Just wondering if this is the wire I need to get my alarm to roll up my windows as an aux channel.
ejm300zx 05-25-2008, 08:56 AM famous window problem:
many people have window problems with e36 when their windows roll up or down by half an inch at one time.
the window motor has motion sensor inside which takes info from magnetic ring that is on motor shaft. for some reason this ring dislocates and sensor gets no info so motor drive circuit thinks its stuck.
all you have to do is to open motor and relocate this ring. on sedan it can be done without taking window mechanism apart ( and drill rivets) on coupe you have to take mechanism on table.
magnet ring is marked red and red arrow points toward its place where its have to be
What's the best way to remove drill rivets? Is there an actual tool to do the job?
rickyboy 06-01-2008, 08:48 AM can anyone see the pictures on the first page for the window problem?
i seem not to be able to see them?
repost please ;):)
happyreaper 06-22-2008, 07:56 AM [quote=patrick S;3707318]let me explain central locking once again as this seems to be the most difficult part:
did you notice that you have to cut lock wire?
it works this way: you apply +12v to deadlock wire( white /red), doors deadlock. then you open lock wire (white/gray)with relay( by doing this you cut +12v from door lock to central unit) that way cl unit understands that you are starting to open door lock. now you apply this +12v from that lock wire end that comes from door side to unlock wire( white /brown/ yellow stripes) which completes unlocking process.
look at chemes in this post, if you examine closer then you see word "cut" at the left bottom of scheme:
there are no pictures to see i cant make head or tail of this as u refer to the pics witch arnt there
Marknhl 07-11-2008, 12:37 PM i"m having the same problem with the pics from window problem on the first page. did we find a new thread with pics or will someone fix please?

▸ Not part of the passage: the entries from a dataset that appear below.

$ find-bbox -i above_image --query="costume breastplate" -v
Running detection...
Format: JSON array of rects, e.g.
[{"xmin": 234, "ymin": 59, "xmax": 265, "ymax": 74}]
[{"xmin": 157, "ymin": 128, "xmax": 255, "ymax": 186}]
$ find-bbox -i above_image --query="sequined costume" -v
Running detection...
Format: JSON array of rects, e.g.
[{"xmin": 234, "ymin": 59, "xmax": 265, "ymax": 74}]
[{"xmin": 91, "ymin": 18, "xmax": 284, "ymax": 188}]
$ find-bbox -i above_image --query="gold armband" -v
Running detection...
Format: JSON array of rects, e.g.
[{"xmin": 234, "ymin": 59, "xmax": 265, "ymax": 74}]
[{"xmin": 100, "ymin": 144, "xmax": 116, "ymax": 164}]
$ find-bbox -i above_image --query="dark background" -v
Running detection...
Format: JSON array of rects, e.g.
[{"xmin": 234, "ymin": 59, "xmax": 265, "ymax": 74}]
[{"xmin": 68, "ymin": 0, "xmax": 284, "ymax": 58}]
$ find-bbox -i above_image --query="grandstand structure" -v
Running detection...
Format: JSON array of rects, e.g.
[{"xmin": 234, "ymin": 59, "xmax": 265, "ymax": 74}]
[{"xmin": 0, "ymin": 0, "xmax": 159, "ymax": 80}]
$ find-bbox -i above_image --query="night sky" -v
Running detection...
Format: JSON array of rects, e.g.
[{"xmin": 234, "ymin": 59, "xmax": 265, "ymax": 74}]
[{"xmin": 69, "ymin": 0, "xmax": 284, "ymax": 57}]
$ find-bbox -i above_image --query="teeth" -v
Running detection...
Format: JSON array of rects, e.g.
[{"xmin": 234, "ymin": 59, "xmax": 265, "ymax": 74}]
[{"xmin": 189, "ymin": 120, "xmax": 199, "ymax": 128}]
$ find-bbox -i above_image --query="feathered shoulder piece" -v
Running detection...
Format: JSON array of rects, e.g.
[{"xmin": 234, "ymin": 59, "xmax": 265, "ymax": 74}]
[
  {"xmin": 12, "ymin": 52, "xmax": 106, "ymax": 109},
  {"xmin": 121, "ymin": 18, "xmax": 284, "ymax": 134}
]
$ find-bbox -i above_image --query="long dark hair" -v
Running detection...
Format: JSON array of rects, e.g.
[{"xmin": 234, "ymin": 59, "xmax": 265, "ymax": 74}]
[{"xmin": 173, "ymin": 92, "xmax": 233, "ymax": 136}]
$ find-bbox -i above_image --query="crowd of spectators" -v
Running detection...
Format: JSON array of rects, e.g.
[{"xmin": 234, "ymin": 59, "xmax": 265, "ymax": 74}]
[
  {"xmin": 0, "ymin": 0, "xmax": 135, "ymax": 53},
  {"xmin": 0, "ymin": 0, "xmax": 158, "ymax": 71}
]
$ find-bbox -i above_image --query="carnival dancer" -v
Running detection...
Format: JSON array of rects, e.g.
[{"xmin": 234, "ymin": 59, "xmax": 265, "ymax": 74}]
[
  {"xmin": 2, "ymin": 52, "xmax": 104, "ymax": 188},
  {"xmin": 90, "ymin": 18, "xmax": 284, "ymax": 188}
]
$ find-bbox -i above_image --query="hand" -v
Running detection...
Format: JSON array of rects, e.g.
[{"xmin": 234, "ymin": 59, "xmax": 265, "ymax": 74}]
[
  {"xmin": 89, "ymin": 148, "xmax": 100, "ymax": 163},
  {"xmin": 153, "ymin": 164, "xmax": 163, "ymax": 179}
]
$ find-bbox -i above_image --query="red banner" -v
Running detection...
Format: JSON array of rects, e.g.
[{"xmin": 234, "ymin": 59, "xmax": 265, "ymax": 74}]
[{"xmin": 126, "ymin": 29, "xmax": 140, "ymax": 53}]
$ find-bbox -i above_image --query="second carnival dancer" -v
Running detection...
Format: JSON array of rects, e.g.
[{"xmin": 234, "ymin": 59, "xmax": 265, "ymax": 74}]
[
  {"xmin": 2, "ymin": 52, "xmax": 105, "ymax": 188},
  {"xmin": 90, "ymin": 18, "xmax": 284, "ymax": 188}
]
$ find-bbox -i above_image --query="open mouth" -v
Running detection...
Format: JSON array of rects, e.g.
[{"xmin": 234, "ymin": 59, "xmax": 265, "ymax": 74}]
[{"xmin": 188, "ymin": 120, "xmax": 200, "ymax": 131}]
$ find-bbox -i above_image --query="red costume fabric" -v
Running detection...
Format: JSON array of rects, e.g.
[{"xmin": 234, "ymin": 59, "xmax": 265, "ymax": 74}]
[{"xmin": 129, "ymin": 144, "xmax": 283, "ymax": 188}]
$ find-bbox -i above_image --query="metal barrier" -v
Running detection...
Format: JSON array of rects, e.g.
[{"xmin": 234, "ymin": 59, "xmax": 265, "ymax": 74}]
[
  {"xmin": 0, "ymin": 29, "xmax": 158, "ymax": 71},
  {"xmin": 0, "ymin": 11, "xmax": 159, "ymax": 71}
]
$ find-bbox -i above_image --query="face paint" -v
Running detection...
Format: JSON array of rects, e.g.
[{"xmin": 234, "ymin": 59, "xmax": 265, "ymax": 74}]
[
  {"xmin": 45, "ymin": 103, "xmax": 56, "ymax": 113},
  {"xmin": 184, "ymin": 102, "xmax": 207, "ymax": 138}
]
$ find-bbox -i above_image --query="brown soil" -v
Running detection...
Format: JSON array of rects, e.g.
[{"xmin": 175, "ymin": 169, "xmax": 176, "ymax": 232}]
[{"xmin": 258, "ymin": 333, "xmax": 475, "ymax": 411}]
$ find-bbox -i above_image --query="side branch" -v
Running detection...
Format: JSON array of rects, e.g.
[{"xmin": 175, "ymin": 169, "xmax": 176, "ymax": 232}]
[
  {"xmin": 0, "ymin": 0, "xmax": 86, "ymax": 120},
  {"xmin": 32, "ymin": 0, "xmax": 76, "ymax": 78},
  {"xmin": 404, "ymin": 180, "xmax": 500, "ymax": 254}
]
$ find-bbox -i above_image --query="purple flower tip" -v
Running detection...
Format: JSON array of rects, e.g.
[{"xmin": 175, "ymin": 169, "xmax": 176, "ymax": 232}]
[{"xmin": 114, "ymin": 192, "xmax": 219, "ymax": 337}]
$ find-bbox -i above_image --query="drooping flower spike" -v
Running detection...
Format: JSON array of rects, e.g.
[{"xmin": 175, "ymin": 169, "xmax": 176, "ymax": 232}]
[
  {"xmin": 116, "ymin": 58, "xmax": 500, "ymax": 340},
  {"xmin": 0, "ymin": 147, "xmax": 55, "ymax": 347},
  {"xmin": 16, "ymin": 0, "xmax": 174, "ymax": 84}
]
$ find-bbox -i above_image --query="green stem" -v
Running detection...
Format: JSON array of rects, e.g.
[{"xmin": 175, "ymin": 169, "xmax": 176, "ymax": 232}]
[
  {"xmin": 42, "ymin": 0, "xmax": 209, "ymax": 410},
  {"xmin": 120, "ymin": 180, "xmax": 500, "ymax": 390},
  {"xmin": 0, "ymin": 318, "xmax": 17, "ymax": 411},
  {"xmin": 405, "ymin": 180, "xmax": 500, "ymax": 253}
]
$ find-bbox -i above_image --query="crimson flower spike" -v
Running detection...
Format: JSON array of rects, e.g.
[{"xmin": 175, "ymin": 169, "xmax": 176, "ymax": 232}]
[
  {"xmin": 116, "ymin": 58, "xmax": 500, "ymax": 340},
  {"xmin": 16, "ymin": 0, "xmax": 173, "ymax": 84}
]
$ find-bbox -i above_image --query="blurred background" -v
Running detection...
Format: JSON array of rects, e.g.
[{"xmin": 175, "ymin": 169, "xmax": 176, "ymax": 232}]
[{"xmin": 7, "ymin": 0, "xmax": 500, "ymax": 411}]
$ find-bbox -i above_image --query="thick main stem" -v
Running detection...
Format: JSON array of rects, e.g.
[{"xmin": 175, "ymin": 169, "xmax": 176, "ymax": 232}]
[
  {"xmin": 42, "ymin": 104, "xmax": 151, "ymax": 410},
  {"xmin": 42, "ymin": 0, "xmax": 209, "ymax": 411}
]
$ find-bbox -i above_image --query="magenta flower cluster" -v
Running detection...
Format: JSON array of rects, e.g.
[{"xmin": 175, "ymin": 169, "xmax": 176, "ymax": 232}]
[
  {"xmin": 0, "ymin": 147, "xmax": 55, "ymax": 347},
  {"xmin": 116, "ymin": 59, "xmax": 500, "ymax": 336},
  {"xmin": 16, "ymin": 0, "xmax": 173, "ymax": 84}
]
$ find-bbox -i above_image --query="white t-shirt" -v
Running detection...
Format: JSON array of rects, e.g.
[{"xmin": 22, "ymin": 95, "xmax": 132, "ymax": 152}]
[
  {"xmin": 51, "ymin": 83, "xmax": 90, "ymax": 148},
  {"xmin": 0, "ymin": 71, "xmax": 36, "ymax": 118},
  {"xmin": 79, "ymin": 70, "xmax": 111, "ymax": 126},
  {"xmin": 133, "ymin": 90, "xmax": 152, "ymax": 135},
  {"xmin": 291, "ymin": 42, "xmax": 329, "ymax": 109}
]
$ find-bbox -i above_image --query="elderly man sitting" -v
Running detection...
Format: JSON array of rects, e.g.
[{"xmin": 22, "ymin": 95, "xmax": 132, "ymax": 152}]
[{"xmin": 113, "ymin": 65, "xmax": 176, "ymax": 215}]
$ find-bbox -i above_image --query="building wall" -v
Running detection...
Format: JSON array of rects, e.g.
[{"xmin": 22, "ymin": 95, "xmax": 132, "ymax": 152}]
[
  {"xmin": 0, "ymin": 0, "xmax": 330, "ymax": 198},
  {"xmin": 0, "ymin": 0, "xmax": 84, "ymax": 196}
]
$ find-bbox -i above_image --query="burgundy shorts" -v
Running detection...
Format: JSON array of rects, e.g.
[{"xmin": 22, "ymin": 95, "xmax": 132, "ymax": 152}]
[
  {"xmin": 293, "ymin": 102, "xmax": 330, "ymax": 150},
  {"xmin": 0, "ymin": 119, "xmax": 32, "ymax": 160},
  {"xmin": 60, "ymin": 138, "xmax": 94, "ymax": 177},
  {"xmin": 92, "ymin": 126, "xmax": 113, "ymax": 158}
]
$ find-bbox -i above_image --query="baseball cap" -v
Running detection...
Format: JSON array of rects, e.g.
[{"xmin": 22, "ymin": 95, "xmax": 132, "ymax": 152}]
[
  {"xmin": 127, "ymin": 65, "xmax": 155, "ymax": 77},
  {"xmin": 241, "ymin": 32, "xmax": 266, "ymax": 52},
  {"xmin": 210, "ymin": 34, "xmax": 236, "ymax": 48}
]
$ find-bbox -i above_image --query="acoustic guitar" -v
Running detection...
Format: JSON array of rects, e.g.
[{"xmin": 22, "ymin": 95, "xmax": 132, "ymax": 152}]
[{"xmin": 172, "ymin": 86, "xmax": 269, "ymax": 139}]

Marknhl 07-16-2008, 01:20 PM bump for help
fbmbirds 07-20-2008, 05:01 PM i just want to use the keyless entry part. is there any way i can use a no oem key to unlock the system?
j0seph 08-18-2008, 12:34 PM i"m having the same problem with the pics from window problem on the first page. did we find a new thread with pics or will someone fix please?
BUMP for pics of the window FIX
Someone had to of saved the images.
P1MP1NJ 08-18-2008, 04:48 PM I'm having trouble as well I can get the central locking to lock just fine but I CANNOT unlock it I have tried all of the recommended ways (diodes and what have you) and cannot get the car to unlock! is there something I am missing? also should I be using NO or NC signals for the alarm any help would be awesome thanks! (using a clifford concept 60 btw)
car maniac 08-18-2008, 07:55 PM Thanks to Patrick S, my inching window problem is solved. the instruction was very clear. but now i have another problem with my other door ( passenger window ) , sometime when i push the botton it will not roll up. it just stays still, othertime push up botton, it will just roll down !!! Please help !!!!!!
note: i have checked the roll as per instruction and the roll stays in right position.
thanks in advance.
j0seph 08-20-2008, 01:53 AM Are the instructions that easy to follow on the first page? Is it one of the things where you have to take it apart to understand it?
After reading the instructions on the first page I was kinda lost...
batt323i 08-25-2008, 09:14 AM yeah has anyone got the window magnet pics can they upload them again?
also my alarm locks the doors and trunck but not the fuel cap??
does only the fuel cap lock when dead locked??